Frage 1: Gilt die 25%-Regelung auch für die Fehlzeiten im Orientierungseinsatz?
Antwort: Um diese Frage zu beantworten, muss ich etwas weiter ausholen, denn hier kommt es wirklich auf jedes Detail an. Sie wissen bestimmt, dass generell gilt: Während eines einzelnen Pflichteinsatzes sind maximal 25% Fehlzeiten zulässig. Fehlstunden, die darüber hinausgehen, sind immer nachzuholen.

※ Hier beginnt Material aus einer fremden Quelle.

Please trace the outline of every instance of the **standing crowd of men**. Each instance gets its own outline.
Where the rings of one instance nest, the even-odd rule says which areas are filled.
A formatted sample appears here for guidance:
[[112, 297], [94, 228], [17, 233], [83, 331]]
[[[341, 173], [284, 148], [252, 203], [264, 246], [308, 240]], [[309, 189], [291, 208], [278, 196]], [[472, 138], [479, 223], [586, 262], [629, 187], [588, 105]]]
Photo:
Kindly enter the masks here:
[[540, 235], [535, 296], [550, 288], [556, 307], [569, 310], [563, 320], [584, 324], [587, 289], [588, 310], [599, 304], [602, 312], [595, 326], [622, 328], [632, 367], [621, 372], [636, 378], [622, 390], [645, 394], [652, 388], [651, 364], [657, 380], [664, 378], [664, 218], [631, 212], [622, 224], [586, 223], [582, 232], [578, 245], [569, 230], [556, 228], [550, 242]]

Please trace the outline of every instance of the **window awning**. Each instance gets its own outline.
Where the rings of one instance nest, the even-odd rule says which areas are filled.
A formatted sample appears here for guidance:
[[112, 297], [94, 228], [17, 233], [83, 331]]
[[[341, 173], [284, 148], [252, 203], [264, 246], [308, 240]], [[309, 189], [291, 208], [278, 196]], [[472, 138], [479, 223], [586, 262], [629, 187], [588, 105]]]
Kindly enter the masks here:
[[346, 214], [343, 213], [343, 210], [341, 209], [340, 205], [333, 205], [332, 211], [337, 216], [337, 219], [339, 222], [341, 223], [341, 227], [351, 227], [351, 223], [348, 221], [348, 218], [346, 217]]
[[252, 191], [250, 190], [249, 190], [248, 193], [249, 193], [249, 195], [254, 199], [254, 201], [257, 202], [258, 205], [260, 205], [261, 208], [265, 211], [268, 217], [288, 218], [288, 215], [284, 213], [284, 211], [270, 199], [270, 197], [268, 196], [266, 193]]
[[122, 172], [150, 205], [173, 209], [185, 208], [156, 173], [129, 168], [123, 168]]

Da der Orientierungseinsatz nach §3 Absatz 3 PflAPrV allerdings nicht als Pflichteinsatz im Sinne des §1 Abs. 4 Satz 1 PflAPrV zählt, findet die 25%-Regelung keine Anwendung. Daher können im Orientierungseinsatz auch höhere Fehlzeiten akzeptiert werden, so lange das Ausbildungsziel noch erreicht werden kann. Und natürlich gilt nach wie vor: Insgesamt muss Ihr Azubi während seiner Ausbildung mindestens 2250 Stunden in der Praxis absolvieren. Für Ihre Arbeit heißt das: Der Orientierungseinsatz hat einen Umfang von 400 Stunden. 25% Fehlzeiten wären 100 Stunden. Würde Ihr neuer Auszubildender z. B. 105 Stunden fehlen, wäre das rein vom Gesetz her ok. Sie als Praxisanleiter sollten im engen Austausch mit der Pflegeschule dann aber auch immer entscheiden, ob bei diesen Fehlzeiten das Ausbildungsziel dann noch gut erreicht werden kann. Da der Orientierungseinsatz ja auch immer sehr eng mit der Probezeit verknüpft ist, machen Sie sich am besten ein Gesamtbild und entscheiden unter Berücksichtigung ALLER Faktoren, ob es mit diesem Azubi weitergehen kann. Wie hat ihn die Schule wahrgenommen?
Ist/ war er außerhalb der Krankheitszeiten zuverlässig und motiviert für die Ausbildung? Ist er mit Ihnen im Dialog? Haben Sie das Gefühl, dass es eine echte Arbeitsunfähigkeit ist, oder was kann sonst hinter den Ausfallzeiten stecken? Ich empfehle Ihnen, immer zu berücksichtigen, dass wir es in der Regel mit jungen Menschen zu tun haben, die auf ihrem Weg die eine oder andere Hilfestellung von uns brauchen. Verurteilen Sie neue Azubis nicht vorschnell, wenn die 1. Krankmeldung in den ersten 1-2 Monaten der Ausbildung kommt, sondern versuchen Sie herauszufinden, was die Ursachen sind. Dazu sollten Sie von Anfang an eine gute Beziehung mit dem Azubi aufbauen, echtes Interesse bekunden und ihn liebevoll (aber auch konsequent) begleiten.